ESPnet3 - Optimiser and Scheduler Configuration
⚙️ ESPnet3: Optimiser and Scheduler Configuration
ESPnet3 wraps PyTorch Lightning so that optimisers and schedulers can be defined purely from the Hydra configuration. Two modes are supported by espnet3.components.modeling.lightning_module.ESPnetLightningModule.configure_optimizers:
- a single optimiser/scheduler pair (
optimizer+scheduler) - multiple optimiser/scheduler pairs (
optimizers+schedulers)
The sections below describe both.
✅ What lives in configure_optimizers vs YAML
| Layer | You control via YAML | ESPnet3 (ESPnetLightningModule) ensures |
|---|---|---|
optimizer / optimizers blocks | Which optimiser classes and their hyperparameters | Correct parameter grouping and uniqueness |
scheduler / schedulers | Scheduler types and decay schedules | Matching schedulers 1:1 with optimisers |
| Model parameter names | Which parts of the model each entry sees | That every trainable param is assigned once |
1. Single optimiser
Use optimizer and scheduler when the entire model shares one optimiser. The entries are passed directly to hydra.utils.instantiate, so any optimiser or scheduler from PyTorch (or a custom class) is supported.
optimizer:
_target_: torch.optimizer.AdamW
lr: 0.001
weight_decay: 1.0e-2
scheduler:
_target_: torch.optimizer.lr_scheduler.CosineAnnealingLR
T_max: 100000No additional wiring is necessary because ESPnet3 instantiates both objects, attaches the scheduler to the optimiser, and returns them to Lightning.
2. Multiple optimisers
When different parts of the model need their own optimiser, switch to optimizers and schedulers.

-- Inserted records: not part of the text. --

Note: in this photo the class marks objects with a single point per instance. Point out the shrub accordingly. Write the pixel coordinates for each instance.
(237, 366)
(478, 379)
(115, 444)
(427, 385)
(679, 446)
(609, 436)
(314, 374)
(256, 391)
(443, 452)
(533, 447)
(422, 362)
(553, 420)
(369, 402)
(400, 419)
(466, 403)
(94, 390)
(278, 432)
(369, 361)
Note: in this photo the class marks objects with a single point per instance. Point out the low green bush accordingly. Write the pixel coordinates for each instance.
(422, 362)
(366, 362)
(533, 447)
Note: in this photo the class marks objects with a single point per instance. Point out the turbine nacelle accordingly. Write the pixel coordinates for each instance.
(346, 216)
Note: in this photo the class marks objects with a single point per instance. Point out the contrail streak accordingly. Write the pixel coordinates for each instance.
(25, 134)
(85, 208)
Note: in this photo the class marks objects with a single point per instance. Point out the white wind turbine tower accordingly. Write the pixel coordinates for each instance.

Each entry contains a nested optimizer block and a params string that selects parameters whose names contain the substring.
optimizers:
- optimizer:
_target_: torch.optimizer.Adam
lr: 0.0005
params: encoder
- optimizer:
_target_: torch.optimizer.Adam
lr: 0.001
params: decoder
schedulers:
- scheduler:
_target_: torch.optimizer.lr_scheduler.StepLR
step_size: 5
gamma: 0.5
- scheduler:
_target_: torch.optimizer.lr_scheduler.StepLR
step_size: 10
gamma: 0.1Important rules enforced by configure_optimizers:
- Do not mix the single- and multi-optimiser modes. Either use
optimizer+scheduleroroptimizers+schedulers. - Every optimiser entry must include
paramsandoptimizer. - Each trainable parameter must match exactly one optimiser. ESPnet3 raises an error if parameters are missing or assigned twice.
- The number of scheduler entries must equal the number of optimisers. They are matched by position, so the first scheduler controls the first optimiser, etc.
Under the hood ESPnet3 wraps the instantiated optimisers with MultipleOptim/MultipleScheduler so that Lightning sees them as a single optimiser while still stepping all underlying objects together.